The XC-equation, Applying simple mathematics for improving XC flying

Prologue

When there is a scientific approach to a practical issue, there are two important preconditions in order to conclude reliably. The first is to keep accurate data so that we can analyse without large statistical discrepancies in order to identify a significant conclusion. The second, which is probably more valuable, is asking the right questions in order to approach an issue correctly.

Focusing my interest on how to develop XC skills, my intention is to practically translate theory to the language of everyday flying decisions and tactics.

What was missing was the “right question” which came to me from my friend Dionisis from flyfreedom.gr school. What he asked was how to train evolving XC pilots in order to be able to identify a good day and understand those parameters of flight or parameters of piloting that combine to a successful XC flight at a specific day. My eyes flashed from excitement when during this conversation the word “Equation” was used…What if there really was such a mathematic equation that would help us understand the XC potential of the day and guide us to a great Km achievement!!! The idea of the XC Equation was born! The way to understand the day potential and the way to optimize our flying so that we can maximize our performance in a specific day with specific conditions.
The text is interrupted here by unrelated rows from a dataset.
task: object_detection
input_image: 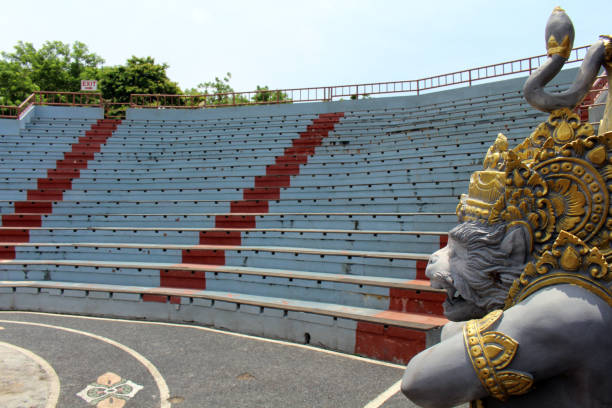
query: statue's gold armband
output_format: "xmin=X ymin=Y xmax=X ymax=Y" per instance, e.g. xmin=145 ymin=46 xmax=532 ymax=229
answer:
xmin=463 ymin=310 xmax=533 ymax=401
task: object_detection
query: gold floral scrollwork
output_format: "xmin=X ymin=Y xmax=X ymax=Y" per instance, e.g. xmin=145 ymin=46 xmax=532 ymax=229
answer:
xmin=599 ymin=35 xmax=612 ymax=67
xmin=546 ymin=35 xmax=572 ymax=58
xmin=504 ymin=231 xmax=612 ymax=309
xmin=463 ymin=310 xmax=533 ymax=401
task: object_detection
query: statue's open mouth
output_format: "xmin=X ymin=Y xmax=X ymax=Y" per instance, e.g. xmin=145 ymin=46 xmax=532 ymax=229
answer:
xmin=445 ymin=288 xmax=465 ymax=305
xmin=442 ymin=287 xmax=484 ymax=321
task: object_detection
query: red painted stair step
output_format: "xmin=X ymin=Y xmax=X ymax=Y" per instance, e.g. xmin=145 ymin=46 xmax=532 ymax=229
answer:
xmin=215 ymin=215 xmax=255 ymax=228
xmin=230 ymin=200 xmax=268 ymax=213
xmin=37 ymin=177 xmax=73 ymax=190
xmin=255 ymin=175 xmax=291 ymax=187
xmin=64 ymin=152 xmax=94 ymax=160
xmin=276 ymin=154 xmax=308 ymax=164
xmin=0 ymin=229 xmax=30 ymax=243
xmin=182 ymin=249 xmax=225 ymax=265
xmin=27 ymin=190 xmax=64 ymax=201
xmin=285 ymin=146 xmax=315 ymax=156
xmin=266 ymin=163 xmax=300 ymax=176
xmin=2 ymin=214 xmax=42 ymax=227
xmin=200 ymin=231 xmax=242 ymax=245
xmin=159 ymin=269 xmax=206 ymax=290
xmin=47 ymin=169 xmax=81 ymax=179
xmin=0 ymin=246 xmax=17 ymax=261
xmin=243 ymin=187 xmax=280 ymax=200
xmin=15 ymin=201 xmax=53 ymax=214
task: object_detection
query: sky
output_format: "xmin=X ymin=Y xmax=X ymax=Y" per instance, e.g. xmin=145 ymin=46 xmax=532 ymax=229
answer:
xmin=0 ymin=0 xmax=612 ymax=91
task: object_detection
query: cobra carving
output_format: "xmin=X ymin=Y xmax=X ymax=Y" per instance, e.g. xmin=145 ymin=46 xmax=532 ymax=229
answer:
xmin=402 ymin=8 xmax=612 ymax=407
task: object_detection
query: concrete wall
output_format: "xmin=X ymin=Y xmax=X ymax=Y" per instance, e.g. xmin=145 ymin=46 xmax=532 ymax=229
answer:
xmin=127 ymin=68 xmax=578 ymax=120
xmin=0 ymin=105 xmax=104 ymax=135
xmin=34 ymin=106 xmax=104 ymax=119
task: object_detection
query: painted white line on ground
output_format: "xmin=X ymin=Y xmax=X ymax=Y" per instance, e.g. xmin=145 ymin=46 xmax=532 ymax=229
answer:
xmin=0 ymin=311 xmax=406 ymax=370
xmin=0 ymin=320 xmax=172 ymax=408
xmin=0 ymin=341 xmax=60 ymax=408
xmin=363 ymin=380 xmax=402 ymax=408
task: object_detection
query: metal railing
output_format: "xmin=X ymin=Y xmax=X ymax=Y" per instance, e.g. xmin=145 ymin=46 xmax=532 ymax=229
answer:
xmin=130 ymin=45 xmax=590 ymax=109
xmin=0 ymin=46 xmax=604 ymax=119
xmin=0 ymin=105 xmax=19 ymax=119
xmin=0 ymin=91 xmax=104 ymax=119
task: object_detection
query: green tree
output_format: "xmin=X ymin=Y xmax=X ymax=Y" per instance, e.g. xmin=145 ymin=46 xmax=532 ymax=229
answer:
xmin=0 ymin=41 xmax=104 ymax=104
xmin=190 ymin=72 xmax=249 ymax=106
xmin=99 ymin=56 xmax=181 ymax=102
xmin=252 ymin=85 xmax=291 ymax=103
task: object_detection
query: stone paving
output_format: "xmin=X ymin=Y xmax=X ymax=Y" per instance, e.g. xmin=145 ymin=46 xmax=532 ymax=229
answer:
xmin=0 ymin=312 xmax=424 ymax=408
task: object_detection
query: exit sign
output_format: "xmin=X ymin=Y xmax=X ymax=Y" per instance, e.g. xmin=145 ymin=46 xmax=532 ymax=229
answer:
xmin=81 ymin=79 xmax=98 ymax=91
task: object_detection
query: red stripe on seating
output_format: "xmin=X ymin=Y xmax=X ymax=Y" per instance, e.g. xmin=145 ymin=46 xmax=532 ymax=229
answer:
xmin=152 ymin=113 xmax=343 ymax=303
xmin=0 ymin=119 xmax=121 ymax=270
xmin=440 ymin=234 xmax=448 ymax=248
xmin=2 ymin=214 xmax=42 ymax=227
xmin=243 ymin=187 xmax=280 ymax=200
xmin=389 ymin=288 xmax=446 ymax=315
xmin=355 ymin=239 xmax=448 ymax=364
xmin=416 ymin=259 xmax=429 ymax=280
xmin=182 ymin=249 xmax=225 ymax=265
xmin=355 ymin=322 xmax=426 ymax=364
xmin=160 ymin=270 xmax=206 ymax=290
xmin=142 ymin=294 xmax=168 ymax=303
xmin=215 ymin=215 xmax=255 ymax=228
xmin=230 ymin=200 xmax=268 ymax=213
xmin=0 ymin=229 xmax=30 ymax=243
xmin=200 ymin=231 xmax=241 ymax=245
xmin=0 ymin=245 xmax=17 ymax=261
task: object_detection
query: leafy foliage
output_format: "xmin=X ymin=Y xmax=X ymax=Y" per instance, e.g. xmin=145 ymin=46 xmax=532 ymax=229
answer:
xmin=253 ymin=85 xmax=291 ymax=103
xmin=0 ymin=41 xmax=291 ymax=109
xmin=0 ymin=41 xmax=104 ymax=104
xmin=99 ymin=56 xmax=181 ymax=102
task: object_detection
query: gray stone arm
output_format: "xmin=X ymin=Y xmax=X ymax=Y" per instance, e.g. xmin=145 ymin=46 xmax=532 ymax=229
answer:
xmin=523 ymin=40 xmax=606 ymax=112
xmin=402 ymin=285 xmax=610 ymax=408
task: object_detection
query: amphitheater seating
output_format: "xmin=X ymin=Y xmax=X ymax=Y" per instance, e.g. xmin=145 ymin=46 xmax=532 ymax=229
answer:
xmin=0 ymin=73 xmax=576 ymax=362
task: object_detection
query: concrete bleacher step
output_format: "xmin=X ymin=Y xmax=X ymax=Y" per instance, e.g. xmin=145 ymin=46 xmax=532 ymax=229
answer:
xmin=0 ymin=281 xmax=446 ymax=364
xmin=0 ymin=281 xmax=447 ymax=331
xmin=0 ymin=75 xmax=572 ymax=359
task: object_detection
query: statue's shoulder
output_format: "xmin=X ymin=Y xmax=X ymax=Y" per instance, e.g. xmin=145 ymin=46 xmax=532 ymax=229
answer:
xmin=504 ymin=284 xmax=612 ymax=346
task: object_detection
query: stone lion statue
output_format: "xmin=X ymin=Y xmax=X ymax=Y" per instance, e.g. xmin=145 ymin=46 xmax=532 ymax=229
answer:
xmin=402 ymin=8 xmax=612 ymax=408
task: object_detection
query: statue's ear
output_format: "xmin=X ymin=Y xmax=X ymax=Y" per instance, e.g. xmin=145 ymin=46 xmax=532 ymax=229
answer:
xmin=500 ymin=226 xmax=529 ymax=264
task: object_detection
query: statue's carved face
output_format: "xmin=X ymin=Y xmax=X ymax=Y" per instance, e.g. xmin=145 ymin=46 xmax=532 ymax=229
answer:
xmin=425 ymin=222 xmax=530 ymax=321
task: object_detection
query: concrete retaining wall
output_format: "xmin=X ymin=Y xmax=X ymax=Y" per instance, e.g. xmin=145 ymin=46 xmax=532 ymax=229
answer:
xmin=127 ymin=68 xmax=578 ymax=120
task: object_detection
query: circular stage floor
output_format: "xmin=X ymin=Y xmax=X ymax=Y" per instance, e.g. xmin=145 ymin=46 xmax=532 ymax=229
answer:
xmin=0 ymin=312 xmax=426 ymax=408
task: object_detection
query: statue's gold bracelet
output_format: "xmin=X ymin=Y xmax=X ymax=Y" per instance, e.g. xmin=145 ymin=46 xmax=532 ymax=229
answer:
xmin=463 ymin=310 xmax=533 ymax=401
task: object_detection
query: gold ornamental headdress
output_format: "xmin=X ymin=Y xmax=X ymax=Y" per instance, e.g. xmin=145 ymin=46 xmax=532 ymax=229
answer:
xmin=457 ymin=108 xmax=612 ymax=260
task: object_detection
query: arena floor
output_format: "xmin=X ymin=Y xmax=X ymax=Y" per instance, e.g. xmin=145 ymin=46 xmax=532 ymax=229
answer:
xmin=0 ymin=312 xmax=424 ymax=408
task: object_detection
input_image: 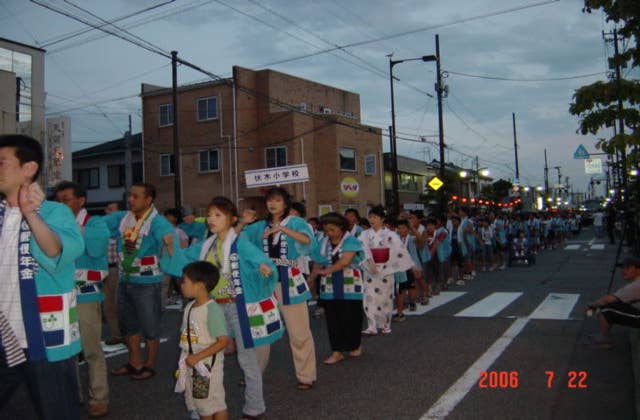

Due to the fact that my life free time equation is difficult to solve, I was working the story in my mind for a couple of weeks until I had the opportunity to take a pen and a white paper to sketch & play, and try to imagine how I would finalise a simple conclusion through a complex and chaotic pathway. I finally understood that with the maths I knew I should simplify things, and start from a simple model where geometry of things would set parameters and combine them.

Checking back in my older book for Cross Country and more specifically in the chapter of speed to fly in a soaring flight, I reopened my eyes to see again things under a different perspective. My conclusion, right or wrong, seems to be very close to reality and help someone who is trying hard to understand the parameters of an XC flight and intends to push himself to become a better XC pilot. Knowledge has no value if you do not share it with others; therefore I announce my conclusion to anyone may find it useful to understand things better.

XC-equation

Based on Reichmann, 

Fig 1

Distance between thermals related to Cloud base 

When we fly with a glider over a homogeneous terrain, e.g. a flat ground area, we observe a repetition in the soaring phenomena, such as position of clouds, thermals shape, Cloud streets setting e.g. parallel, or hexagon positions etc.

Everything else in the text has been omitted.